• naaashiokai

Homemade Blueberry Muffins

Golden, sweet and packed full of fresh blueberries! Yum!

Yield: [15 muffins]

Prep time: [10 mins]

Total time: [50 mins]


Plain flour | 350 g

Baking powder | 3 tsp

Salt | pinch

Castor sugar | 200 g

*Buttermilk | 250 ml

Vanilla extract | 1 tsp

Eggs | 2 eggs

Blueberries | 225 g

Demerara sugar | 1 tbsp.

Sunflower oil | 120 ml

*Tip! To make buttermilk, add 1.5 tablespoons of lemon juice to 250 ml of milk. Stir to combine and leave to sit out for roughly about 5 minutes until the milk begins to curdle.


Preheat the oven at 220°c/gas mark 7. Fill a muffin tray with muffin cases and set aside. In a large bowl, mix together the flour, baking powder, salt and caster sugar. In a separate bowl or jug, whisk together the eggs, buttermilk, oil and vanilla extract. Pour the milk mixture into the flour mixture and gently fold until just combined. Add 170 g of blueberries to the batter and continue mixing until fully combined. Take care not to overwork the mixture as too much stirring will cause the muffins to be thick and chewy.

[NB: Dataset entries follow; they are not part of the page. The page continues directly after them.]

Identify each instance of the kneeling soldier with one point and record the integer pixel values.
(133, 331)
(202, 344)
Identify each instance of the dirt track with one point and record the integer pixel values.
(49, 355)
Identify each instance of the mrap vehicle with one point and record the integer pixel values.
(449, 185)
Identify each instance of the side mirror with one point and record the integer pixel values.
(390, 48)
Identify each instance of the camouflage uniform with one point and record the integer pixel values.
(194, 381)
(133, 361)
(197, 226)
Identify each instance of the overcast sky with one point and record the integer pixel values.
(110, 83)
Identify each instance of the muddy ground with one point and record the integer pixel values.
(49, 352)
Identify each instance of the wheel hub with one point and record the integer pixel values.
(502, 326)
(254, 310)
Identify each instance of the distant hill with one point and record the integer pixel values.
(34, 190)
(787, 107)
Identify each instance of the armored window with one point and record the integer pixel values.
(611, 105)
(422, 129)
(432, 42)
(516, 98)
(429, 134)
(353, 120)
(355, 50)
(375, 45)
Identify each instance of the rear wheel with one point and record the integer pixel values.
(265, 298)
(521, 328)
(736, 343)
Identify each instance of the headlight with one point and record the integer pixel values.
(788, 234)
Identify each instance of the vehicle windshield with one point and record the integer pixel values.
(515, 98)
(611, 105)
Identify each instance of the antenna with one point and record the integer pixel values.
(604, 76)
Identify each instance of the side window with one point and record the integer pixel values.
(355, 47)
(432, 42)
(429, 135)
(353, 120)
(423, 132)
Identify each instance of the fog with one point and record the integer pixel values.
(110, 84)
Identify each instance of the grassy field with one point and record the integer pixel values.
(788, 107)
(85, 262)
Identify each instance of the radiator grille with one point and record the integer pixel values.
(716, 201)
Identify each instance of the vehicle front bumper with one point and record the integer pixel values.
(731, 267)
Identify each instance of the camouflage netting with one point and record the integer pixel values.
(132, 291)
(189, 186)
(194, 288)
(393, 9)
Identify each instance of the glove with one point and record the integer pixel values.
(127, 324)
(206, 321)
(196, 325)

Using a spoon or ice-cream scoop, divide the mixture evenly between the muffin cases. Fill them up about ¾ of the way to avoid overflow when rising inside the oven. Add the left over blueberries on top of each muffin then sprinkle over each muffin with brown sugar.

Place the muffins into the oven and immediately turn down the heat to 180ºC. Bake the muffins for 25 minutes until risen and golden. To check if the insides of the muffins are ready, insert a toothpick into the centre of each muffin, if the toothpick comes out clean, the muffins are ready.

Allow the muffins to cool in the muffin tray for about 10 minutes before removing. After removing, allow the muffins to cool completely before serving.